The vaunted change gave way to the usual logrolling. “It was, so, you need this guy’s vote and therefore, perhaps we shouldn’t emphasize that issue because they will be less apt to support us on the recovery plan and the country could slip into a depression,” Axelrod said.

The president recaptured some inspirational force in Tucson, his heart clearly touched by 9-year-old Christina Green. Her parents told Obama that their daughter had gotten interested in politics partly because she was drawn to him.

The president is “happier” taking a more optimistic, big-picture approach, Axelrod said, noting, “He’s in the zone in which he’s most comfortable.”

Packing boxes leaned against the office wall. David Plouffe, a more orderly, reserved type — a man who shows his affection for Obama by studying the turnout models for Congressional swing districts — is moving in Monday.

Though Axe can wax endlessly about Washington’s wayward ways, he admitted to friends that it’s harder leaving than he thought, and he plunged into bon voyage parties and dinners. Asked about the cascade of “exclusive” exit interviews he was giving, he warned drolly: “Don’t turn on the Shopping Network!”

“The White House is like fantasy camp for him,” said his charming assistant, Eric Lesser. “He could go to an Afghan war council in the Situation Room, meet Sandy Koufax and have a baseball signed, and have lunch with Caroline Kennedy.”
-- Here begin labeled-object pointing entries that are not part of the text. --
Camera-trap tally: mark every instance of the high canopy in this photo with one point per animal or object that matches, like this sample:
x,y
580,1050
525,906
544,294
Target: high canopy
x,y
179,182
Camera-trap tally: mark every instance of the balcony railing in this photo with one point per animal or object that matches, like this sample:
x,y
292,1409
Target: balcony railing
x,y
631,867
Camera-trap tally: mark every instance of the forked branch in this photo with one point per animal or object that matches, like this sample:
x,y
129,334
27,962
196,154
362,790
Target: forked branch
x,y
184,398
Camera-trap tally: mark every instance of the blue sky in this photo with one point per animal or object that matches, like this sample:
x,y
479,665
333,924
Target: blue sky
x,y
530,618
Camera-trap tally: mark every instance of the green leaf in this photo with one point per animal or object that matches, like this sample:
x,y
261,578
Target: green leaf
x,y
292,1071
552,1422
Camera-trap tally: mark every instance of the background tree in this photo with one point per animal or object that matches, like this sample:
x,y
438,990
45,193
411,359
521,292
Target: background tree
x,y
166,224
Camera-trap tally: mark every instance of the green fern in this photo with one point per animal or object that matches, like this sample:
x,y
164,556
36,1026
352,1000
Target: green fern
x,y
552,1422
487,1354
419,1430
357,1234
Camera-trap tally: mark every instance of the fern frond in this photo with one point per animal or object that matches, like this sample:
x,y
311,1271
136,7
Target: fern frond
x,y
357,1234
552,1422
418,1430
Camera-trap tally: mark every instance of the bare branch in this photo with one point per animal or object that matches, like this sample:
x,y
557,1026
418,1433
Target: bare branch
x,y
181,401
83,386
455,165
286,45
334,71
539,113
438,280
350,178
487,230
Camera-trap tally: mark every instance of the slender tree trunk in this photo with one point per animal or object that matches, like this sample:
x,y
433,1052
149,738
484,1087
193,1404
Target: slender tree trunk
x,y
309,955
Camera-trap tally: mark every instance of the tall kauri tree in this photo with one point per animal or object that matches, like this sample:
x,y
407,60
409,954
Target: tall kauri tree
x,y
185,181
Axelrod’s final Friday began with Lesser bringing the usual oatmeal. (Now that the boss has lost 25 pounds, Lesser permits him a sprinkling of brown sugar again.) Pointing to some “victimized” ties hanging on the door, the strategist noted: “The one thing I learned on this job is, don’t eat your oatmeal standing up.”

The avid punster offered a parting pun at the 8:30 a.m. meeting — urging everyone to “plow forward” on a plan for genetically produced alfalfa.

Axelrod is not tech-savvy. There was that time he was in such a rush for an early campaign bus that he mistook a bar of hotel soap for his BlackBerry, later pulling the soap out of a pocket to check his e-mails. And the time he killed a BlackBerry with glaze from a donut.

So it was a surprise Friday when he said he was going to open a Twitter account so he could “leap into the debate from time to time.”

I asked Axelrod what he’d like to steal on the way out. Nodding toward the Oval Office, he replied conspiratorially, “He has the Emancipation Proclamation in there. That would be a nice going-away present.”